I moved back with my mother and continued seeing my children every weekend. My ex-husband would drop off our children on Friday afternoons and pick them up early Sunday mornings. Although this arrangement hurt, it was better than nothing. Each night before going to bed, I would read from the Bible. When my children were visiting me, I would read them a passage regardless of whether my children understood or not. After reading a passage, one night I would seek help from Jesus, the next night from the angels, the next night from the different saints, the next night from the Virgin Mary. But one night we had no one else to ask, I had run out of Saints. So I said, ‘Now we’re going to ask God’. He said ‘Okay, now who is God?’ I said ‘He’s the one who created you, who created me. He is forever our neighbor’.
So he was pondering, he was thinking about those words. To my explanation, I rubbed my cross again. I said ‘Now thank God’. He looked at the cross and said ‘Mamma, who is this?’ I said ‘This is God. He’s the son of God’. He said ‘You just told me a minute ago that God is forever. How come this one is dead?’
I never, never in my whole life realized that fact. He asked me where does this god come from? And I said, he came from the womb of Mary, of the Virgin Mary. He said ‘Oh, so he was born sometime before’. I said, ‘Well, yes’. But then he said ‘But you told me that he’s forever. He never dies and he’s never born.’ My son, who was now about eight, asked me directly, ‘Mama, why don’t you just ask God for help?’ I was surprised and stunned and remember feeling a bit shocked that he would question my religion. I told him that I also ask God. Little did I know that this son of mine would grow up to be a constant thorn in my side, always reminding me about the need to worship the One, True God. Thank God.
I ended up re-marring a few years later and relocated to Australia with my new husband. My ex-husband, who had also remarried, moved his family to Saudi Arabia. I longed to see my children but eventually it was in Italy where I started a new family and became the mother to three more daughters. Still, every single night I would pray, “In the name of the Father, the Son, and the Holy Ghost.”
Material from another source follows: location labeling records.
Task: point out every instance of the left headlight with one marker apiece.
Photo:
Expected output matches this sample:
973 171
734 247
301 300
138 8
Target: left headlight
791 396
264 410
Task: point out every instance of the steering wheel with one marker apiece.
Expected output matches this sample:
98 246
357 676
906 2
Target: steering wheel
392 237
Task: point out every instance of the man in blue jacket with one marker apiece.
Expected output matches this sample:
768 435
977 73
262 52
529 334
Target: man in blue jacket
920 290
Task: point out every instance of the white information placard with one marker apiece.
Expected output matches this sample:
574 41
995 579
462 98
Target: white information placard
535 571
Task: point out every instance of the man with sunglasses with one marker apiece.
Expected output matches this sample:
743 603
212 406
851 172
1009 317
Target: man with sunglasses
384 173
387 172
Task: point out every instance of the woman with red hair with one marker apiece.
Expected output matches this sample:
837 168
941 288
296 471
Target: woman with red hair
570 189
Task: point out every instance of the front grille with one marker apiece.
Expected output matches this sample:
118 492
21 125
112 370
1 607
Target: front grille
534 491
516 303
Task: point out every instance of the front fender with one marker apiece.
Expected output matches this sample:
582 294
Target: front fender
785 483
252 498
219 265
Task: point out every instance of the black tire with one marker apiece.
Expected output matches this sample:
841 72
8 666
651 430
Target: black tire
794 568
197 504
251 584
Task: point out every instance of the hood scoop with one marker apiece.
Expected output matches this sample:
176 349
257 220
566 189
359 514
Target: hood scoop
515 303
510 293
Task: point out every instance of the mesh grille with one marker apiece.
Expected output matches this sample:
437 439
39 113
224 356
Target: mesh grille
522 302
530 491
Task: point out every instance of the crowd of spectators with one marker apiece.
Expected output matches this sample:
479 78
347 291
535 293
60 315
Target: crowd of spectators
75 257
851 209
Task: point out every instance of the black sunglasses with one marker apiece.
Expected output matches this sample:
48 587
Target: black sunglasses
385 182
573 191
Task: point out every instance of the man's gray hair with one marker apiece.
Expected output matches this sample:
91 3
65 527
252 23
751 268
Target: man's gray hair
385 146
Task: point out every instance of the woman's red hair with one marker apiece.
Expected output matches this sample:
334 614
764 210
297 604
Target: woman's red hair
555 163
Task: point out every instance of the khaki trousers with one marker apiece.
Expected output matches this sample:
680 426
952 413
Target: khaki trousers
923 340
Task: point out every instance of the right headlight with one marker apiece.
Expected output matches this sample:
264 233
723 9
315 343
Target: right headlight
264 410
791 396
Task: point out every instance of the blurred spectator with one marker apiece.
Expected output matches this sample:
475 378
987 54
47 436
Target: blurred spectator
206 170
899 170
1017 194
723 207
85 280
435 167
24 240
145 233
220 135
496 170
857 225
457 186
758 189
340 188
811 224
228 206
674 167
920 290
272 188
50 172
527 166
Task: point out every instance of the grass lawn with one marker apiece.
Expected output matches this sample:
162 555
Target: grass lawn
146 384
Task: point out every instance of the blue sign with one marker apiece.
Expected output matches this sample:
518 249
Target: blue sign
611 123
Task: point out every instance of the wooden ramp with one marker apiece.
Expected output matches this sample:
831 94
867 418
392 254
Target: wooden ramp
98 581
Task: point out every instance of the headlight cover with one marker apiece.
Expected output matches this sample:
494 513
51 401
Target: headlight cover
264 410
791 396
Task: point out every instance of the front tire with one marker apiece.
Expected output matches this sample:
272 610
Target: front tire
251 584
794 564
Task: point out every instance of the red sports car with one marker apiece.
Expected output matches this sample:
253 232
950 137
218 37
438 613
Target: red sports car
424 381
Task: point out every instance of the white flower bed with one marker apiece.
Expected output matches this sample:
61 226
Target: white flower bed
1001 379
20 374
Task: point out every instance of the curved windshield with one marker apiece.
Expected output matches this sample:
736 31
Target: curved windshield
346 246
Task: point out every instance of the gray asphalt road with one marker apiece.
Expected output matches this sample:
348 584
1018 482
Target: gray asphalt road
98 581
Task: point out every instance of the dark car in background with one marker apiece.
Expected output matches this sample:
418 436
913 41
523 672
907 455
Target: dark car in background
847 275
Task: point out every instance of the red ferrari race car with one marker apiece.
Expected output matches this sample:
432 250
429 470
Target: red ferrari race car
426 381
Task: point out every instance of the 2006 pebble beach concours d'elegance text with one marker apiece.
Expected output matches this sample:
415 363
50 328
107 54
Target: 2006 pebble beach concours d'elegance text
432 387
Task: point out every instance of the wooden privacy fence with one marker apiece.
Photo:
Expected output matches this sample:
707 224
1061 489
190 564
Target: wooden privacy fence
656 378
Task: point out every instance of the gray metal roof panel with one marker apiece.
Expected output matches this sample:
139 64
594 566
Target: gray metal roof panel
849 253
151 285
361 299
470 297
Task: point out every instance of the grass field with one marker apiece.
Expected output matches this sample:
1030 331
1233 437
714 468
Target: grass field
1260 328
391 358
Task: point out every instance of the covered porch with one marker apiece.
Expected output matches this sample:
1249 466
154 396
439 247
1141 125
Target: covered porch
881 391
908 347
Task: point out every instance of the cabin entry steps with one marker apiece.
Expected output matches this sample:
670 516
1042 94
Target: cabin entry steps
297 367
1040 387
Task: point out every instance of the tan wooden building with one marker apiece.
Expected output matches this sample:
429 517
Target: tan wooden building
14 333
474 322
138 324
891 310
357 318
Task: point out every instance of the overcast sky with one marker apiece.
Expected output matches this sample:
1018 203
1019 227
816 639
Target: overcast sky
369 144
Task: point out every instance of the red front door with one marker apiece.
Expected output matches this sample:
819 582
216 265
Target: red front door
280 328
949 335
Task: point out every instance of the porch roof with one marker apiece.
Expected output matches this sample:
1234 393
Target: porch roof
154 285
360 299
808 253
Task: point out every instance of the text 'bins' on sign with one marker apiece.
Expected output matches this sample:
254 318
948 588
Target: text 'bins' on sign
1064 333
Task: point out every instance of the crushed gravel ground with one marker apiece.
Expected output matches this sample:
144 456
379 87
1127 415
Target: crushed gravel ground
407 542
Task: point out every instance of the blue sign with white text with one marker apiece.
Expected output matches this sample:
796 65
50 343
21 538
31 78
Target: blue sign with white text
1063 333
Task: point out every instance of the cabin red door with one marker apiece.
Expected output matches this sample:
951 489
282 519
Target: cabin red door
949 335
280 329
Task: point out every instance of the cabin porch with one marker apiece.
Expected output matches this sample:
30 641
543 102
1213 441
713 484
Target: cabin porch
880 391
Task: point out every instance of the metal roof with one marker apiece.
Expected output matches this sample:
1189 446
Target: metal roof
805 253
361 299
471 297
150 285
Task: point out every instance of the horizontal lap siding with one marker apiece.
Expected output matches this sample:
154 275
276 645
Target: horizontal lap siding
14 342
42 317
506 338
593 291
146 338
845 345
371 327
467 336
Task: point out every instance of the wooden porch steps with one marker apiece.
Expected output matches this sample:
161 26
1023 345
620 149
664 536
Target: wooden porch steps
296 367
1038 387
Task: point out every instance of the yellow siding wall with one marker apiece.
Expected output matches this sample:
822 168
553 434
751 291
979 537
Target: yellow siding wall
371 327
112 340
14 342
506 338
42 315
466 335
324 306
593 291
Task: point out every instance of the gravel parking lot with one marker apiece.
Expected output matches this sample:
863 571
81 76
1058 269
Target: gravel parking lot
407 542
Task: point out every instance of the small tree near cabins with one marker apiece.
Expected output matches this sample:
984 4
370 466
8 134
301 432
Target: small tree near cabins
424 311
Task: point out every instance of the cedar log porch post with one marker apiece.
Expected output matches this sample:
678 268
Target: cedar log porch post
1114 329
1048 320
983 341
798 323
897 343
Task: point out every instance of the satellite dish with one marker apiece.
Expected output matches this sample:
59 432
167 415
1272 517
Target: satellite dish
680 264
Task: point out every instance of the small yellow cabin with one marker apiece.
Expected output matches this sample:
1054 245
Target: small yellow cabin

The years passed quickly and busily. I was so excited one summer; my son and daughter would be coming to visit me. So many things raced through my mind. Would they be happy to see me after such a long absence? What would we talk about? I prayed for help. All of my fears evaporated the first time I laid eyes on my children at the airport.
There was an instant bond between mother and children and it was if little time had elapsed. My son was the more vocal of the two. He made sure to remind me that they do not eat pork, nor could they eat foods that contained alcohol. I told him that I remember that about his religion. I also told him that I also do not eat pork, nor drank alcohol, a habit that remained from the time I was married to his father. As for the wine, well, I would make sure to stop cooking with it while they were home with me. We had a beautiful summer, getting to know each other, them getting to know their new sisters, picnicking, going on outings, swimming. I did not want it to end. But I knew that they had their life back in Saudi Arabia and they needed to get back. I asked my daughter the dreaded question of how her stepmother treated her, and I honestly felt happiness when she said she was treated like a daughter.
My children visited me together two more times after that summer. When my son turned 21, he came to live with me for 6 months. We would argue religion—boy, would we argue religion! My son and I are somewhat similar in personality, but we do have our differences – and very obvious ones at that! Whilst I’m very hot tempered in disputes, my son is a lot cooler, so he tends to maintain a sense of calm while I’m borderline crazy! Despite this clash, I believe it works in our favor in that we can find balance within our discussion. We’re very much alike in that we are loving, generous and helpful people.